Sprint relay quartet target gold despite injury setback
Singapore team still aim for gold despite Elfi injury; coach Cunha urges fans to show up
National sprints coach Luis Cunha has spent the best part of the last two months fine-tuning Singapore's 4x100m men's relay team for their gold medal tilt at the SEA Games.
Two days before the big race, a spanner was thrown into the works.
Elfi Mustapa, expected to run in today's final, pulled his hamstring during the heats of his individual 200m event on Wednesday morning.
The 27-year-old was a part of the Republic's relay teams that won silver at the 2009, 2011 and 2013 SEA Games.
But Cunha, 49, has a plan.
"I have a Plan B, a Plan C, in case something happens to our first, second runner, and so on," the Portuguese told The New Paper last night.
"We have six guys in the team and I will analyse the (condition) of all our athletes tomorrow before deciding who will run."
The other sprinters in the team are Amirudin Jamal, Calvin Kang, Lee Cheng Wei, Naqib Asmin and Gary Yeo.
Maybe it is a pre-race ploy, but Cunha, brought in by Singapore Athletics last December, claims he has not decided on the four who will run the race.
He admitted the morale of the team is affected "a little bit" by Elfi's withdrawal, but insisted "this is normal in sports".
For Yeo, the race this evening (6.35pm) is extra significant.
The relay is the only event the 2011 100m silver medallist is pencilled in for, and he wants to make up for near-misses at the last three SEA Games, which include a photo-finish loss to Indonesia in 2011.
"Gold is definitely on our minds," said the 28-year-old, who has been a part of five record-setting teams, running the second leg each time.
While sad to see Elfi miss out on the chance to race in the SEA Games in front of a home crowd, he felt the team would be able to cope.
"Of course nobody wants to be injured or see their teammates get injured, but this is sport and it sometimes happens," said Yeo.
"Morale-wise, I think we aren't that affected.

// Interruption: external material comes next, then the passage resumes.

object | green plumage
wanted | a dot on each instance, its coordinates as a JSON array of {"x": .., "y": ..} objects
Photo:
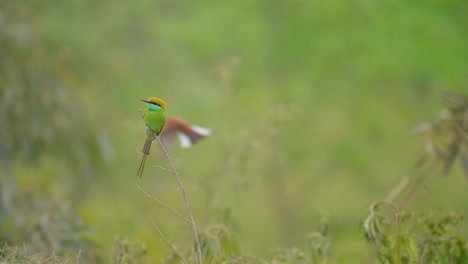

"Our team are quite strong in our reserves, and all of us have timings that are very close. So I think we will be okay."
Thailand, who have been 4x100m relay champions in 23 of the 27 SEA Games, including two years ago with a time of 39.75sec, will once again be favourites.
Their top sprinter Jirapong Meenapra, who failed to retain his individual 100m and 200m titles here, will be out to finish twith at least one gold.
Indonesia, who boast 10.45sec sprinters Boby Yaspi and Iswand, the silver and bronze medallists in the men's 100m on Tuesday, are also strong contenders.
This appears the last chance for Yeo and his generation of sprinters - he was born in 1986 with Amirudin, Elfi and Lee all a year later - to end the Republic's gold-medal hoodoo at the Games.
Singapore have won silver 11 times and bronze seven, but never the gold.
Cunha hopes the fans will turn up in numbers again, like they have over the last four days of the athletics programme at the National Stadium.
"The fans enjoy seeing the athletes competing and they want the best, and the athletes themselves also want to win," he said.
"I just hope that tomorrow, on the last day, the supporters will come out once again and support the athletes and hopefully they can go on to perform their best."